1) The first is to assess the biological potential of at least one target environment by determining the nature and inventory of organic carbon compounds, searching for the chemical building blocks of life, and identifying features that may record the actions of biologically relevant processes.

2) The second objective is to characterize the geology of the landing region at all appropriate spatial scales by investigating the chemical, isotopic, and mineralogical composition of surface and near-surface materials, and interpreting the processes that have formed rocks and soils.

3) The third objective is to investigate planetary processes of relevance to past habitability (including the role of water) by assessing the long timescale atmospheric evolution and determining the present state, distribution, and cycling of water and carbon dioxide.

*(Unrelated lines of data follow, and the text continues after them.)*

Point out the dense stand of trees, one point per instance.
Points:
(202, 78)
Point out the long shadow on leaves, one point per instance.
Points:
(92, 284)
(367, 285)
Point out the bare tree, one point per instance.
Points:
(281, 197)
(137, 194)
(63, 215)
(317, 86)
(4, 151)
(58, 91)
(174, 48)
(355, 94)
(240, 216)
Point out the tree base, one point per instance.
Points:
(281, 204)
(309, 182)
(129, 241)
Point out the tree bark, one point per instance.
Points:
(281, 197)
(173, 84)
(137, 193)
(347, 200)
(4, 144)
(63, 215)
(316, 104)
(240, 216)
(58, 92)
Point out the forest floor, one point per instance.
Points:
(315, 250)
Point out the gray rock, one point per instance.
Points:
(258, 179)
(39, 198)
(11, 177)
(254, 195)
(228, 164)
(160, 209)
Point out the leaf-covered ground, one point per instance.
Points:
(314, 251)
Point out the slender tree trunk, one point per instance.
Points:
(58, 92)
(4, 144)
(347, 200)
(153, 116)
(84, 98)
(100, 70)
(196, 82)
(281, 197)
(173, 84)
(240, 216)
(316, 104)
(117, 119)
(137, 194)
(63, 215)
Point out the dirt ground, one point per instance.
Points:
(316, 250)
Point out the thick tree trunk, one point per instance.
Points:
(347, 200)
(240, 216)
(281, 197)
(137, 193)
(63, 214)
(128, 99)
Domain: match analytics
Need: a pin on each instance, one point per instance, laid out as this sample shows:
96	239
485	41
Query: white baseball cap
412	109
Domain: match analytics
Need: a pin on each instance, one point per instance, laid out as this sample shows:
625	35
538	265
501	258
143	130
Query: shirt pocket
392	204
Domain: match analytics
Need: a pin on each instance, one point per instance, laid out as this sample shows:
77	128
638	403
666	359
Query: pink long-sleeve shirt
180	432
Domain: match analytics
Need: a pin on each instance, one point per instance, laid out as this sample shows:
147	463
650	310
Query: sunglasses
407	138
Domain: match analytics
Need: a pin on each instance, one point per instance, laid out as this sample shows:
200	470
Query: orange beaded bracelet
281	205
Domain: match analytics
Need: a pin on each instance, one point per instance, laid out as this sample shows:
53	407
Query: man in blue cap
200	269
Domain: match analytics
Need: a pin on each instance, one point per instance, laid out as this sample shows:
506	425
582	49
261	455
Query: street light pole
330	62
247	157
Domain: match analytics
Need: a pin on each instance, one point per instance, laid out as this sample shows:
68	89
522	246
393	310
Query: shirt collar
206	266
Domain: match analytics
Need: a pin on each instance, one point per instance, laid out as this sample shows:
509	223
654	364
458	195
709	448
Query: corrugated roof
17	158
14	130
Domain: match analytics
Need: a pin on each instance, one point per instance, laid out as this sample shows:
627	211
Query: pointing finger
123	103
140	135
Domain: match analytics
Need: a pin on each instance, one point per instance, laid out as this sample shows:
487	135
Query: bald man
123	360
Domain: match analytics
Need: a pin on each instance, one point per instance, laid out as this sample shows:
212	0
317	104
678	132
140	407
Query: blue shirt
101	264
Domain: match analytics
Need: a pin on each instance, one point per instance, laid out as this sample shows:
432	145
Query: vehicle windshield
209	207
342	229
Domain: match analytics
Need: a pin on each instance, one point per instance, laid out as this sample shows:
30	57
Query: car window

4) The fourth objective is to characterize the broad spectrum of surface radiation, including galactic cosmic radiation, solar proton events, and secondary neutrons.
So, notice that they are searching for present-day evidence of past habitability environments … so, I stand corrected .. and I retract what I implied earlier .. ie: something along the lines of: 'this is the first time they've gone specifically searching for life' … clearly this is not strictly accurate.

My previous statement is as much a result of the media spin on the true mission objectives, (ie: it was not intentionally, my own view).